Swiss Re to acquire GE Insurance Solutions for USD 6.8 billion in a value creating transaction

18 Nov 2005

Swiss Re today announced it has agreed to acquire GE Insurance Solutions, the fifth largest reinsurer worldwide, from General Electric Company (GE) in a USD 6.8 billion transaction. This financially attractive acquisition adds a strong franchise to Swiss Re, complementing its own strengths. After the closing of the transaction, Swiss Re would have estimated combined revenues of CHF 46 billion (based on 2004 figures) and assets of CHF 265 billion (as of June 2005) and a highly diversified business globally.

Based in Kansas City, MO, USA, GE Insurance Solutions had net premiums earned of USD 6.2 billion in 2004 and total assets of USD 41.5 billion as of June 2005 (excluding GE Insurance Solutions’ US life and health business which will not be part of the transaction). GE Insurance Solutions brings to Swiss Re complementary products and skills and an attractive client base across many geographies.

“This is both strategically and financially a very attractive transaction that creates significant value for our shareholders,” said John Coomber, Swiss Re Chief Executive Officer. “The acquisition of GE Insurance Solutions provides a powerful business fit offering tremendous opportunities to strengthen our franchise.”

John Coomber continued: “Over the past several months, we and our advisors have undertaken a thorough due diligence review of GE Insurance Solutions, including its reserves. This will enable us to incorporate this business in line with our own reserve standards. Swiss Re expects the transaction to be accretive to earnings per share and return on equity, beginning in 2007, the first full year after closing.” (*)

Terms of the transaction

Under the terms of the transaction, Swiss Re will purchase GE Insurance Solutions for USD 6.8 billion, subject to closing adjustments. This represents 76 percent of the approximate USD 8.9 billion US GAAP book value (before reserve strengthening) of the businesses to be acquired. As part of this transaction GE has agreed that GE Insurance Solutions will provide approximately USD 3.4 billion pre-tax in additional reserves to the extent permitted by accounting rules. The consideration to be paid to GE will consist of cash, Swiss Re shares, Mandatory Convertibles and Notes. As a result, GE is expected to hold Swiss Re shares in excess of 10%.

Also under the terms of the agreement, Dennis D. Dammerman, Vice Chairman of the Board of GE, will stand for election to the Board of Directors of Swiss Re at the Extraordinary General Meeting to be held in January 2006.

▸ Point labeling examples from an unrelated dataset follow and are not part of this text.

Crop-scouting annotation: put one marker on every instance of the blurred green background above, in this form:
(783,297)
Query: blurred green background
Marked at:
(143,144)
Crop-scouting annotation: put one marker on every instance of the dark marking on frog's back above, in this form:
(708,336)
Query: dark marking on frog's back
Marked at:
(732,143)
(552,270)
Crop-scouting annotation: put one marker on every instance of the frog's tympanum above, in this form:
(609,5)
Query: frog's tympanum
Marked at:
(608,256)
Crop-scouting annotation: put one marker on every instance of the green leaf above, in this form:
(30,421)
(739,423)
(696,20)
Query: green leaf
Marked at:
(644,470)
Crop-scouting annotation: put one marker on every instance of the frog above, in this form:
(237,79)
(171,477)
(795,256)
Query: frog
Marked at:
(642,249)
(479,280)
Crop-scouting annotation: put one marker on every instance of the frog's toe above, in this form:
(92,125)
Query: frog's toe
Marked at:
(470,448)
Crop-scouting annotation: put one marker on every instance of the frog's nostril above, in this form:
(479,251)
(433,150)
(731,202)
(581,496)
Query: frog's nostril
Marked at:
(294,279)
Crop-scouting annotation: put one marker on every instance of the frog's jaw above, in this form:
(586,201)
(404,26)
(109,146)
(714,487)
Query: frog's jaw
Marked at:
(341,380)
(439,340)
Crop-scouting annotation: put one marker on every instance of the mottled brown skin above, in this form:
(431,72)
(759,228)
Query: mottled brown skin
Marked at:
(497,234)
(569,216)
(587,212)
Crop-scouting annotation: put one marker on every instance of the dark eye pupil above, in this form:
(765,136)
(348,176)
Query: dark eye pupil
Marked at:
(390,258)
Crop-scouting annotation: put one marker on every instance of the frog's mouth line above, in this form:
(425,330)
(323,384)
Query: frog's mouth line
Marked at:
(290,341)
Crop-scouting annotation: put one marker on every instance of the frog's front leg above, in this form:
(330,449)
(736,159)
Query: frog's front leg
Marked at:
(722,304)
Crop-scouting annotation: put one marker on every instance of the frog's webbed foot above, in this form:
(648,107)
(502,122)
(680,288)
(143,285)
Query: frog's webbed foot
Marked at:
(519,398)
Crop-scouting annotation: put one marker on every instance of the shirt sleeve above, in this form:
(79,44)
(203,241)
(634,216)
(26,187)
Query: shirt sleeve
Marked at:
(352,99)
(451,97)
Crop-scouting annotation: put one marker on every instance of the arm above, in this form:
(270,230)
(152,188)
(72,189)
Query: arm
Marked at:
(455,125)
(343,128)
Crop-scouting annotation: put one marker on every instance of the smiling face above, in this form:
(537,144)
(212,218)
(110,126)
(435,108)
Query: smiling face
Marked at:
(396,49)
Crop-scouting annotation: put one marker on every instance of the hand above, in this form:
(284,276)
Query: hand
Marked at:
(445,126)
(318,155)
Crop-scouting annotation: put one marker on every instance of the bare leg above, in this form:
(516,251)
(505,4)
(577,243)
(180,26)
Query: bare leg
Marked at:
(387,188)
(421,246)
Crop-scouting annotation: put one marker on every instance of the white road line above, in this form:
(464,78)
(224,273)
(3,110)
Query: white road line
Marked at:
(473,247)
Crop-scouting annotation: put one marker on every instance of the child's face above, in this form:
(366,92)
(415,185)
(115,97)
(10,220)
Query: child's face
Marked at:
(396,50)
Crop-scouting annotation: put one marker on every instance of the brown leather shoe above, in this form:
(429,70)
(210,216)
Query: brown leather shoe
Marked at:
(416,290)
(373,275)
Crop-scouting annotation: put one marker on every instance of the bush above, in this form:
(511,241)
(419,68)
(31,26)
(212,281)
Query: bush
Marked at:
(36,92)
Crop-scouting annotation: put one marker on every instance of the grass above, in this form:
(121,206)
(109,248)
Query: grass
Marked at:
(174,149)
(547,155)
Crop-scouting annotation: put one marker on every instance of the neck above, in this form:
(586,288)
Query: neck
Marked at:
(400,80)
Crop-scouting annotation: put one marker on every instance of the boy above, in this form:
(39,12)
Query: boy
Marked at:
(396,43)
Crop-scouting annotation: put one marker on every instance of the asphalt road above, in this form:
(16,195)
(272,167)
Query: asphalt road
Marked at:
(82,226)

Jacques Aigrain, who will succeed John Coomber as CEO of Swiss Re on 1 January 2006, added, “This transaction further enhances our client base and our product capabilities in attractive lines of business. Together, Swiss Re and GE Insurance Solutions will offer clients the security of the world’s largest and most diversified reinsurance provider. GE’s retention of an equity interest in our combined reinsurance business is a strong endorsement of our business expertise and strategy.”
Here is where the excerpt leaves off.